DB2 Application With “Hooks” to Legacy
In a second customer situation, there were four large BDAM (Basic Direct Access Method) systems. The records were stored in a highly compressed proprietary format. Based on the size and complexity of each source system, and subsequent DB2 database complexities, two conversion strategies were created. The first used the efficient legacy API to extract data into a display format, and then convert that data in a single pass into a set of DB2 load files. The second employed a hand-coded set of metafiles as input to a REXX and COBOL custom process that generated conversion programs. The REXX code generation process used artifacts created during the modeling process as input, as well as the DB2 catalog and legacy copy books. This allowed the generation process to adapt to any changes. This automated process handled most of the simple conversion business rules. For more complex rules, custom COBOL libraries were created, and source code was merged with the generated code. This automated process enabled flexibility of the database design during development, and a reusable process for the most complicated files. Having the development of the conversion in-house gave the programmers intimate knowledge of the conversion programs. Once the database tables reached a point of stability, the conversion generation process was abandoned and the generated programs maintained by hand.

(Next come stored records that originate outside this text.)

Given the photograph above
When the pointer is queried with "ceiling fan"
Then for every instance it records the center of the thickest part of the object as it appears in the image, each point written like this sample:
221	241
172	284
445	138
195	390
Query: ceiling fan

The databases contained sensitive, strategic data. We began the process with a two-year POC that was performed in two phases. Because the legacy data was in a proprietary compressed format, it was difficult to evaluate the data. A sample of each file was converted into a simple DB2 database that matched the legacy data format. All data was stored as character display, and an extensive series of queries were executed to analyze the condition of the data. This information helped reveal undocumented codes, invalid data, and the frequency of relationships in the data. This data evaluation phase was then followed by a POC to identify and simulate application functionality. This included process simulations using both SQL scripts and COBOL programs. Various tests were conducted to measure performance, application compatibility, and data integrity. Although much of this code was thrown away after the POC was completed, the information gathered was used to set physical database design and application API program logic. Measurements taken from SQL scripts and POC program execution were used to obtain initial CPU capacity estimates and application elapsed time estimates. All these measurements were presented to management so they were well aware of the performance impact of moving to DB2 and could plan accordingly and set realistic expectations. A list of issues was developed from the POC as input to the physical database model and application API development.
We weren’t allowed to change any application programs. A data access API already existed, and we were to re-write that API. This impacted DB2 physical database design decisions. Although it was desirable to create a normalized database design for the future, we had to accommodate a “read everything” legacy approach. Through modest de-normalization, indicator columns, and by taking the time to study the legacy API, we were able to meet the future design direction and performance objectives. We carefully studied the behavior of the legacy API. By understanding how it worked, we minimized DB2 access in some situations and dramatically improved performance (four times performance improvement). This was all verified in the POC so there were no implementation surprises.
We’ve seen a similar kind of problem in cases where IMS conversions are done one segment to one table. This creates poor-performing SQL that’s trying to pass the data back the way the application expects it, but since the data isn’t in any sort of normalized format, the SQL gets overly complicated.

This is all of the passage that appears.